I don’t understand how the discovery of the large one-celled animal that leaves a trace, leads to the conclusion that there was a Cambrian explosion. And besides, the Cambrian explosion has been known about for a couple of hundred years. So what exactly is the new insight into evolution that is announced with such fanfare in this article, and what is the evidence and reasoning that leads to this new insight? Can you explain this to me?

Hannon replies:

My take on this story is that we have almost no evidence that explains a gradual, “evolutionary” progress up to the time of the Cambrian explosion and that what little evidence we do have, apparently, consists of little other than those fossilized traces or tracks. These were attributed, putatively, to multicellular organisms by Darwin himself. But with the discovery of this new thing they are, again, speculating about what it means, only this time it means that it is very possible that those early traces were made by a unicellular organism like G. sphaerica. So—the Cambrian explosion is even more mysterious and amazing than before! [LA replies: Meaning that instead of the Cambrian explosion starting from a base of multicellular organisms, it started or could have started from a base of unicellular organisms, which makes the appearance of complex phyla within a few million years or less even harder to explain.]
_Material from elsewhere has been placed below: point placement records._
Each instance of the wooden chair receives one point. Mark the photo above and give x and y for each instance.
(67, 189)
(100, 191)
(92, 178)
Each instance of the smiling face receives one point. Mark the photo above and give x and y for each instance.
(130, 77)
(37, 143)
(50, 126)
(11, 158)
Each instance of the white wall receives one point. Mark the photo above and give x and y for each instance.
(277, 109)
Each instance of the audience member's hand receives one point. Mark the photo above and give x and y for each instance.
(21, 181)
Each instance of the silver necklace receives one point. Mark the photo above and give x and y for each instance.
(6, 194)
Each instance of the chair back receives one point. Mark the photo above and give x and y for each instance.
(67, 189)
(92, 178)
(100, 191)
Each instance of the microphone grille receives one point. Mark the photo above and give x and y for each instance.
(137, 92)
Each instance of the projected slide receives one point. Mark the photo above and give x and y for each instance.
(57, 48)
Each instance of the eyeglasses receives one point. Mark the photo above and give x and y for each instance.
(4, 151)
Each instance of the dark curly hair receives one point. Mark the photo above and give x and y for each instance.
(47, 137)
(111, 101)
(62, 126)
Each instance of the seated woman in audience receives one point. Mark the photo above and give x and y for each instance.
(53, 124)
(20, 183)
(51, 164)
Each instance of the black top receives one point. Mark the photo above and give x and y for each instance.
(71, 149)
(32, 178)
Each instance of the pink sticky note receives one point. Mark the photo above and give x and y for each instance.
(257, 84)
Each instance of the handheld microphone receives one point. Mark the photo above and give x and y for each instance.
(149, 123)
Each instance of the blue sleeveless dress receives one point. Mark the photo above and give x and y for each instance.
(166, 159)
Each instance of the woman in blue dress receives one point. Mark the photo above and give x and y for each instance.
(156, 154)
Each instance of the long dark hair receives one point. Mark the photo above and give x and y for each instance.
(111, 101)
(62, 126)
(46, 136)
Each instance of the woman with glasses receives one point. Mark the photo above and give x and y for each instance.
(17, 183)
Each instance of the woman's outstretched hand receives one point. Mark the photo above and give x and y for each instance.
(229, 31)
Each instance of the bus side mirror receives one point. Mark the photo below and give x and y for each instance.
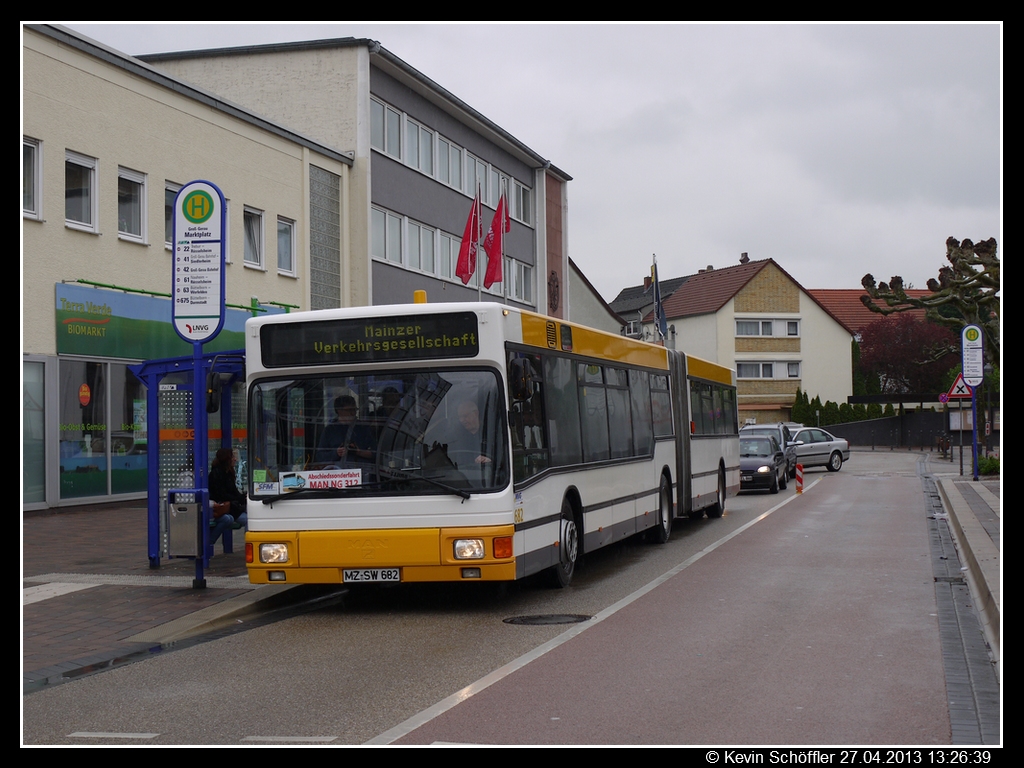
(521, 379)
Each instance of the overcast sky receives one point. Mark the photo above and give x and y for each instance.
(834, 150)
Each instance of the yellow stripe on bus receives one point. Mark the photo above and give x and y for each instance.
(710, 371)
(591, 343)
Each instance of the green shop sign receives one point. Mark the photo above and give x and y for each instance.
(97, 323)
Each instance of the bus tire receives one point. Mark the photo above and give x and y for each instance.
(664, 528)
(718, 508)
(568, 548)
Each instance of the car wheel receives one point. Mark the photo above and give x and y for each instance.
(664, 528)
(568, 548)
(718, 508)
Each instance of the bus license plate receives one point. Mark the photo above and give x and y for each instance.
(371, 574)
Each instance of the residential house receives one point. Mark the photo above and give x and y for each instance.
(757, 318)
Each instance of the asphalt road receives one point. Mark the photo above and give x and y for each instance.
(814, 625)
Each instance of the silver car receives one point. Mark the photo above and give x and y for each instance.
(816, 448)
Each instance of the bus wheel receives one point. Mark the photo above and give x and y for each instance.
(664, 529)
(718, 507)
(568, 548)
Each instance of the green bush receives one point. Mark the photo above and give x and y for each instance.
(988, 465)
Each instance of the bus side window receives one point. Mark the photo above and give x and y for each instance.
(529, 449)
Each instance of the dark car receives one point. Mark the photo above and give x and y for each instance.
(782, 433)
(816, 448)
(762, 464)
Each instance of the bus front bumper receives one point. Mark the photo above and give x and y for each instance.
(380, 555)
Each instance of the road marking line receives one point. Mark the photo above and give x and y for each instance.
(422, 718)
(315, 739)
(46, 591)
(102, 734)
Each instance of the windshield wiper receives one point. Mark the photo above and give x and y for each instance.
(402, 475)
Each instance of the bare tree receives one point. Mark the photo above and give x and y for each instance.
(967, 292)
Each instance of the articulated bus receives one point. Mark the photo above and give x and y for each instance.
(438, 442)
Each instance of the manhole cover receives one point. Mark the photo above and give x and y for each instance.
(549, 619)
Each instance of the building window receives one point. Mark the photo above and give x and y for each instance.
(522, 204)
(170, 193)
(286, 246)
(448, 255)
(449, 164)
(421, 248)
(755, 370)
(477, 175)
(522, 287)
(767, 327)
(386, 236)
(385, 128)
(253, 219)
(32, 178)
(80, 192)
(131, 205)
(419, 147)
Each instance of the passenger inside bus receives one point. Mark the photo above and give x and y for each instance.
(346, 439)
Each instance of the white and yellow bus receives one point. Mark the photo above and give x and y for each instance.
(437, 442)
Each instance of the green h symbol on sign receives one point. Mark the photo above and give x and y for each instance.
(198, 207)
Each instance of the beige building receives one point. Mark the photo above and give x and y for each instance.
(420, 154)
(107, 143)
(756, 318)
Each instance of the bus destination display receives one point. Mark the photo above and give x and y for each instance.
(370, 339)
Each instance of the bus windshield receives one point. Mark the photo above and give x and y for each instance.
(379, 433)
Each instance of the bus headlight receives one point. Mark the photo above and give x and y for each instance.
(273, 553)
(469, 549)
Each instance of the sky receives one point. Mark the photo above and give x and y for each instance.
(836, 150)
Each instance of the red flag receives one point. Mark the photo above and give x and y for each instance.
(494, 244)
(470, 240)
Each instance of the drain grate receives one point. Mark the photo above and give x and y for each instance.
(546, 619)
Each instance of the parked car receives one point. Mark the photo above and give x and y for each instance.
(762, 464)
(816, 448)
(782, 433)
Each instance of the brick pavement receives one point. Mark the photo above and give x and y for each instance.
(103, 548)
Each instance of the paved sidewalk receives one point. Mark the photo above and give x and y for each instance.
(975, 516)
(90, 598)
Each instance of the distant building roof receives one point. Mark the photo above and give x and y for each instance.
(708, 291)
(637, 297)
(845, 304)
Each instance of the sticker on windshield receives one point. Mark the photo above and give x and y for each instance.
(323, 478)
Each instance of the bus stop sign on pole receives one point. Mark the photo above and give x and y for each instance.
(198, 283)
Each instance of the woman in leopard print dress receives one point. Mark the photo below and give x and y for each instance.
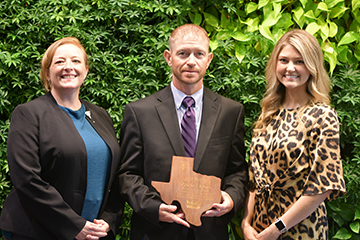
(295, 162)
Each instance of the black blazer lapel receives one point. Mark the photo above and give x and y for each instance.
(166, 110)
(211, 110)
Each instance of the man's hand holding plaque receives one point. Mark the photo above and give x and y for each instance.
(195, 192)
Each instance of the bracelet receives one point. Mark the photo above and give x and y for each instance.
(280, 225)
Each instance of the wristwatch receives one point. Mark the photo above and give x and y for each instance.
(280, 225)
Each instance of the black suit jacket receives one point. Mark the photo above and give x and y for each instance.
(150, 136)
(48, 168)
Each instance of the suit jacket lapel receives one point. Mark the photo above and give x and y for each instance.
(211, 110)
(168, 116)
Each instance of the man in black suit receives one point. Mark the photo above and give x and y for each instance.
(151, 134)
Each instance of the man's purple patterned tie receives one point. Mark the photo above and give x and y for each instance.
(188, 127)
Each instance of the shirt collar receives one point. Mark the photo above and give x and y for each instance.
(179, 96)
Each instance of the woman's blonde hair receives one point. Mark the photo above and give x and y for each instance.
(318, 84)
(49, 54)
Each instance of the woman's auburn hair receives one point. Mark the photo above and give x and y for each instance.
(318, 84)
(49, 54)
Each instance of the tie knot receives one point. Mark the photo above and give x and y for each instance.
(188, 102)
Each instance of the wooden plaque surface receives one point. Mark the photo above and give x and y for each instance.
(195, 192)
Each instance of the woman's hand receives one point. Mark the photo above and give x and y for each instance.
(93, 231)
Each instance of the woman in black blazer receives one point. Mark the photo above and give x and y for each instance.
(62, 155)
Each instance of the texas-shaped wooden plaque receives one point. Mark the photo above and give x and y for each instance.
(195, 192)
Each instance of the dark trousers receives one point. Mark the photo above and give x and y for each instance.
(18, 237)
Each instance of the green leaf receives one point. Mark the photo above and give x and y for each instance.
(331, 56)
(303, 3)
(238, 35)
(332, 29)
(355, 4)
(349, 37)
(252, 24)
(250, 7)
(343, 233)
(299, 16)
(332, 3)
(211, 20)
(323, 7)
(240, 52)
(355, 227)
(338, 12)
(223, 35)
(272, 18)
(265, 31)
(263, 3)
(312, 28)
(213, 45)
(310, 14)
(357, 214)
(225, 20)
(197, 19)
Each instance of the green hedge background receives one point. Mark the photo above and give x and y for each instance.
(125, 40)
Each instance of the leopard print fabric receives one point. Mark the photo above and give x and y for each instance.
(293, 158)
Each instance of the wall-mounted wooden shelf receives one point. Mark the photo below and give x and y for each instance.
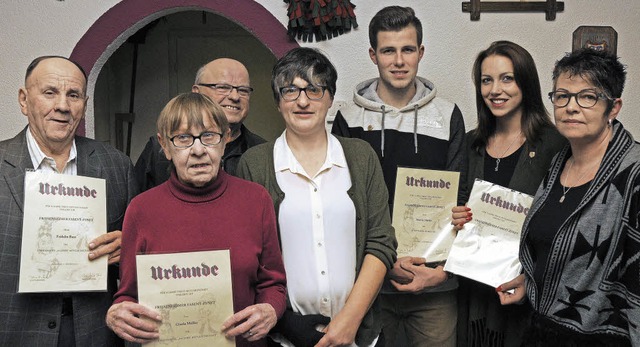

What gets my attention here, and this is perhaps due in part to the influence of some of your writing on the subject, is that there are simply huge gaping holes where our concrete knowledge and even rigorous theories are thin to non-existent. But instead of saying this, today’s science publications always have to sound intelligent and knowing and so they manage to come up with something compelling whenever there is a gain or shift in knowledge. Which happens about once every nanosecond. I believe you speak of this as a type of arrogant insecurity and I would have to agree.

To me, this weird creature is very interesting in its own right and regardless of any guesses as to what it means in evolutionary terms, especially terms concerning vast and complex eras like the Cambrian and Precambrian. What the article shockingly did not stress is that here we have an animal that consists of ONE CELL and is over one inch in diameter!! Surely that is worth a paragraph of contextual revelation? [LA replies: Yes, it’s amazing. Who imagined that there could be a one-celled organism that large? But the article doesn’t bother explaining it at all. They’re not really interested in this organism. They’re interested in telling us of the latest (in this nano-second), greatest discovery that revolutionizes everything that science has ever known since five minutes ago.]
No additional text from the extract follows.